Complete 3D Affordance Grounding Results on Affogato-150K

Method	aIoU↑	AUC↑	SIM↑	MAE↓
OpenAD [6]	3.1	64.8	0.329	0.150
PointRefer [7]	10.5	76.1	0.405	0.120
Espresso-3D [8]	13.6	79.0	0.429	0.111
Affostruction (ours)	19.1	72.0	0.426	0.217

Partial 3D Affordance Grounding Results on Affogato-150K

Method	Recon.	aIoU↑	aCD↓
OpenAD [6]		0.38	0.4165
PointRefer [7]		0.53	0.3072
Espresso-3D [8]		0.60	0.2885
TRELLIS [4] + OpenAD [6]	✔	1.49	0.1671
TRELLIS [4] + PointRefer [7]	✔	2.05	0.1576
TRELLIS [4] + Espresso-3D [8]	✔	2.23	0.1568
MCC [5] + OpenAD [6]	✔	3.34	0.1503
MCC [5] + PointRefer [7]	✔	4.19	0.1397
MCC [5] + Espresso-3D [8]	✔	4.74	0.1354
Affostruction (ours)	✔	9.26	0.1044

Qualitative Results on Affogato-150K

Progressive Improvement via Active View Selection

Starting from challenging viewpoints where target areas are barely visible, Affostruction progressively refines geometry and localization through an iterative cycle: (1) generative reconstruction extrapolates complete structure from partial observations, (2) affordance prediction on reconstructed geometry, and (3) active view selection targeting informative viewpoints. Each iteration improves both reconstruction quality and prediction accuracy, revealing the synergistic relationship between these tasks. While only the selected view is shown for clarity, subsequent iterations leverage all accumulated observations through multi-view fusion.

References

[1] H. Jun and A. Nichol, "Shap-E: Generating Conditional 3D Implicit Functions," arXiv preprint arXiv:2305.02463, 2023.

[2] J. Xu, W. Cheng, Y. Gao, X. Wang, S. Gao, and Y. Shan, "InstantMesh: Efficient 3D Mesh Generation from a Single Image with Sparse-View Large Reconstruction Models," arXiv preprint arXiv:2404.07191, 2024.

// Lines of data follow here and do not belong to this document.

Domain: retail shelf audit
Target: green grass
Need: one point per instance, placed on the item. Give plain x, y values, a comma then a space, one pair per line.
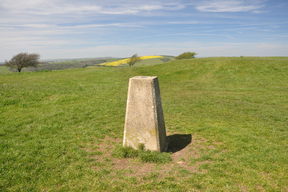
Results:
144, 156
238, 105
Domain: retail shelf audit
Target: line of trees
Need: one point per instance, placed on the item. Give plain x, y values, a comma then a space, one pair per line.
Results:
22, 60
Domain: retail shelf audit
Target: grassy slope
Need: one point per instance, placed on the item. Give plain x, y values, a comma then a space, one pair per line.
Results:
47, 118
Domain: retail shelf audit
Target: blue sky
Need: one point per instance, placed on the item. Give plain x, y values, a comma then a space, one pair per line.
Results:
120, 28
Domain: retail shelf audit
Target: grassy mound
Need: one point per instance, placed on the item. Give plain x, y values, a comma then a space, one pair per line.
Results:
58, 129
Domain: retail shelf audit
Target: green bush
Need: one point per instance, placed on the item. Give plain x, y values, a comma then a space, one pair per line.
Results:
186, 55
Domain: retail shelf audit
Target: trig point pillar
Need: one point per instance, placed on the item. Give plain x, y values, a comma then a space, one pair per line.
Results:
144, 121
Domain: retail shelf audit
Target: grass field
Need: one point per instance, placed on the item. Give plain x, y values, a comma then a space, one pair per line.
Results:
143, 59
60, 130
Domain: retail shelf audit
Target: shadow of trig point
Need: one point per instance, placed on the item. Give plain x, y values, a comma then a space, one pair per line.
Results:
144, 121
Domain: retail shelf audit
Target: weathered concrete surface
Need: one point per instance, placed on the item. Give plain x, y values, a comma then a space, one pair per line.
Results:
144, 122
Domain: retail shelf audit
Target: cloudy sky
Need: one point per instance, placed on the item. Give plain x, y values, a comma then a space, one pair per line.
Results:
120, 28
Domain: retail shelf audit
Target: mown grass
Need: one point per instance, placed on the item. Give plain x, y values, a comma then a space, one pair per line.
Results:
144, 156
48, 118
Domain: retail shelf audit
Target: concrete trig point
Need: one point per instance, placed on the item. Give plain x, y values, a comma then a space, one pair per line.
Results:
144, 122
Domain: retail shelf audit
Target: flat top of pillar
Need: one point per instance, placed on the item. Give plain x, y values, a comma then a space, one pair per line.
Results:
144, 77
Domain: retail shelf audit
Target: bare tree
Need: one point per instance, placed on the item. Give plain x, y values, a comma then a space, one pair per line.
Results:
132, 60
23, 60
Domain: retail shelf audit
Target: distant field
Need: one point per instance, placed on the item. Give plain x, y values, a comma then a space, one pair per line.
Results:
143, 60
4, 70
60, 129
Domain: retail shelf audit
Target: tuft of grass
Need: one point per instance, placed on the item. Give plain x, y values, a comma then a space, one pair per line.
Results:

[3] J. Tang, Z. Ren, H. Zhou, Z. Liu, and G. Zeng, "LGM: Large Multi-View Gaussian Model for High-Resolution 3D Content Creation," in ECCV, 2024.

[4] J. Xiang, X. Zeng, Z. Wu, Y. Lu, Y. Li, M.-H. Chen, and S.-H. Zhang, "TRELLIS: Structured 3D Latents for Scalable and Versatile 3D Generation," in CVPR, 2025.

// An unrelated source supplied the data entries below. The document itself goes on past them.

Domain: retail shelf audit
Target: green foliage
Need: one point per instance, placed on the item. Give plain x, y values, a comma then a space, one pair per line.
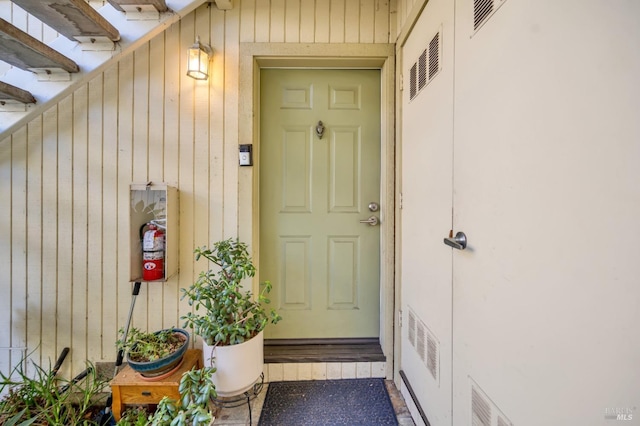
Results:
196, 390
225, 314
134, 416
143, 347
41, 398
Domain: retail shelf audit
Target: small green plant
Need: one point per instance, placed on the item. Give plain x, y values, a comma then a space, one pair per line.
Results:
134, 416
196, 390
40, 398
143, 347
225, 313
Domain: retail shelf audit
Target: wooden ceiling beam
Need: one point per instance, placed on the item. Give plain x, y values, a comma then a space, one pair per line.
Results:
19, 49
131, 5
13, 93
74, 19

[5] C.-Y. Wu, J. Johnson, J. Malik, C. Feichtenhofer, and G. Gkioxari, "Multiview Compressive Coding for 3D Reconstruction," in CVPR, 2023.

[6] T. Nguyen, M. N. Vu, A. Vuong, D. Nguyen, T. Vo, N. Le, and A. Nguyen, "Open-Vocabulary Affordance Detection in 3D Point Clouds," in IROS, 2023.

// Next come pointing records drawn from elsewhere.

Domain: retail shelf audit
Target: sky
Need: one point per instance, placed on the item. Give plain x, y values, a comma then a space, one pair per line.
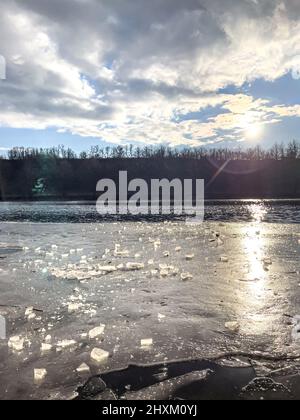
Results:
180, 73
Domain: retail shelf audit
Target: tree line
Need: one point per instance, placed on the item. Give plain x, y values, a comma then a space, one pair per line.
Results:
277, 152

[7] T. Nguyen, M. N. Vu, B. Huang, T. V. Vo, V. Truong, N. Le, T. Vo, B. Le, and A. Nguyen, "Language-Conditioned Affordance-Pose Detection in 3D Point Clouds," in ICRA, 2024.

[8] J. Lee, E. Park, C. Park, D. Kang, and M. Cho, "Affogato: Learning Open-Vocabulary Affordance Grounding with Automated Data Generation at Scale," arXiv preprint arXiv:2506.12009, 2025.